We hope our note finds you and your family doing well and enjoying the New Year. As we wrap up 2015, we consider it a good time to reach out and recap the past year, as well as share our thoughts looking ahead into 2016.
As you know, 2015 has been a challenging year across the board for the markets. This year we have endured a near Greek exit from the Eurozone, Russian aggression, multiple acts of terrorism, the Chinese stock market crash, global slowing, plunging oil and a surging dollar.
Nine of fifteen asset classes posted negative returns for the year, something we haven’t seen since 2008. Oil led the underperformance, down more than 30% as the sector battled collapsing oil prices on the heels of slowing demand and high production levels. Low quality sectors of the bond market experienced declining prices tied directly to energy performance. Emerging market performance continued to lag this year, led by weaker growth in China and slowing demand across the entire space. Municipal bonds provided a bright spot in the market, but with a modest return of just over 2% for the year.
We saw the Dow and S&P 500 make numerous up-or-down moves of more than 1% during a trading day. In fact, the Dow posted 70 sessions with swings to that degree, nearly twice the count of last year and much higher than we have experienced in the last 4 years. The increase in volatility this year has been nothing short of incredible—yet the market still has a heartbeat.

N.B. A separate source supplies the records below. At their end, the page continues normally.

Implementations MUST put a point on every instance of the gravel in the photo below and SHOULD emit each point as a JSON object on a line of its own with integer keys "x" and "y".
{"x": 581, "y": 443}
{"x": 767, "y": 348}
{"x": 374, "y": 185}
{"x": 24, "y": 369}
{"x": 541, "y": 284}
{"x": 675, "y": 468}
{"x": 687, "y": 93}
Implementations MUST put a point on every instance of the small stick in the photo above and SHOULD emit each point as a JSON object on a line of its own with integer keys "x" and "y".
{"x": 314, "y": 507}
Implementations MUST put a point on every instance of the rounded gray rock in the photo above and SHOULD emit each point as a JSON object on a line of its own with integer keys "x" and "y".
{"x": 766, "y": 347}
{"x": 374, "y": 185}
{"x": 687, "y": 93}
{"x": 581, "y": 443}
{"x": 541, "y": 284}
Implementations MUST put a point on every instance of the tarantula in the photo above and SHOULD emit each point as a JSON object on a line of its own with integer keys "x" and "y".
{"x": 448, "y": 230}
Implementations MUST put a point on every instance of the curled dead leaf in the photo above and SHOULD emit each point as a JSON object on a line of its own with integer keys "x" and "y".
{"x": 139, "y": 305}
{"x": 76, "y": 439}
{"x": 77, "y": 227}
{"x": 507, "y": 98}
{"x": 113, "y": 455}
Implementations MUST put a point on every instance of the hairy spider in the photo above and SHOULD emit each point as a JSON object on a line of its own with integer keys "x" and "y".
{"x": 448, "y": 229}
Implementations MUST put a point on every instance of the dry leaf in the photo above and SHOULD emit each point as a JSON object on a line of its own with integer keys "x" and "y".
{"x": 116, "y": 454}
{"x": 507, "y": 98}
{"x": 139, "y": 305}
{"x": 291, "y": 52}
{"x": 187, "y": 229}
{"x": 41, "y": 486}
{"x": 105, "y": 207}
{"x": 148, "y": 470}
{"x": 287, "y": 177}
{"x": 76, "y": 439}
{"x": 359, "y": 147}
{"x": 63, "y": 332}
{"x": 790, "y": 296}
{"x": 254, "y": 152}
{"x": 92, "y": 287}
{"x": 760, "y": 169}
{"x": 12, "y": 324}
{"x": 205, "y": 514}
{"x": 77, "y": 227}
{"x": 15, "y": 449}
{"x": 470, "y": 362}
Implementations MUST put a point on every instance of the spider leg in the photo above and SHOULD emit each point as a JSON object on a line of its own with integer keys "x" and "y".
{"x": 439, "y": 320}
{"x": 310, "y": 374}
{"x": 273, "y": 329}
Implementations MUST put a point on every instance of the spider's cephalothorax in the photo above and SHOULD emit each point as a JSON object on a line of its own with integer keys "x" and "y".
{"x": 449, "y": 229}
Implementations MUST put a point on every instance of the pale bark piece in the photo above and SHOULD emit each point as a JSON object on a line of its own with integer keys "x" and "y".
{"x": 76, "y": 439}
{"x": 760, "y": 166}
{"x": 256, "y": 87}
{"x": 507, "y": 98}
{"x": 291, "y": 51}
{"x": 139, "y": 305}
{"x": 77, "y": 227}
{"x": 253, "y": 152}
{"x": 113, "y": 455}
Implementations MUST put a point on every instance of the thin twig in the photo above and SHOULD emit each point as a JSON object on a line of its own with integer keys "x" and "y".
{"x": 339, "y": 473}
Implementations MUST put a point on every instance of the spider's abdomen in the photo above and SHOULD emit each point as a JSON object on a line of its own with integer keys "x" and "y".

We don’t think the markets are as dire as the media would have us believe. The Fed has instituted a much anticipated “lift-off,” raising rates for the first time in nearly ten years. This is an affirming signal, proving the US economy is stronger than headlines tout. National growth is continuing at a steady pace, unemployment levels are low and expected to go lower, consumers are strong and increasing their spending, and we see few to no inflationary pressures at this point.
Non-US developed markets are still in the early stages of recovery, but countries are being quite supportive in their monetary policy. And even though the growth in China’s demand has slowed, it’s still increasing at a robust clip of 6-7%, which is much faster than the rest of the world.
As we look ahead, we expect to see many trends from this year spill into 2016. We believe there will be a lot of volatility in the markets, and returns will be below their long term historical averages. We expect the Fed to take a slow and shallow approach to raising rates—putting thoughtful consideration into the overall health of the US economy and overall global factors.
We continue to believe US equity markets will be a top performing asset class and international markets remain attractive given their relative value and positioning in the business cycle. Our main focus continues to be diversification of risk and investing for the long term.
Your future is of the upmost importance to us at CGC Financial. We look forward to meeting and hearing from you throughout 2016, and take pride in servicing your financial needs.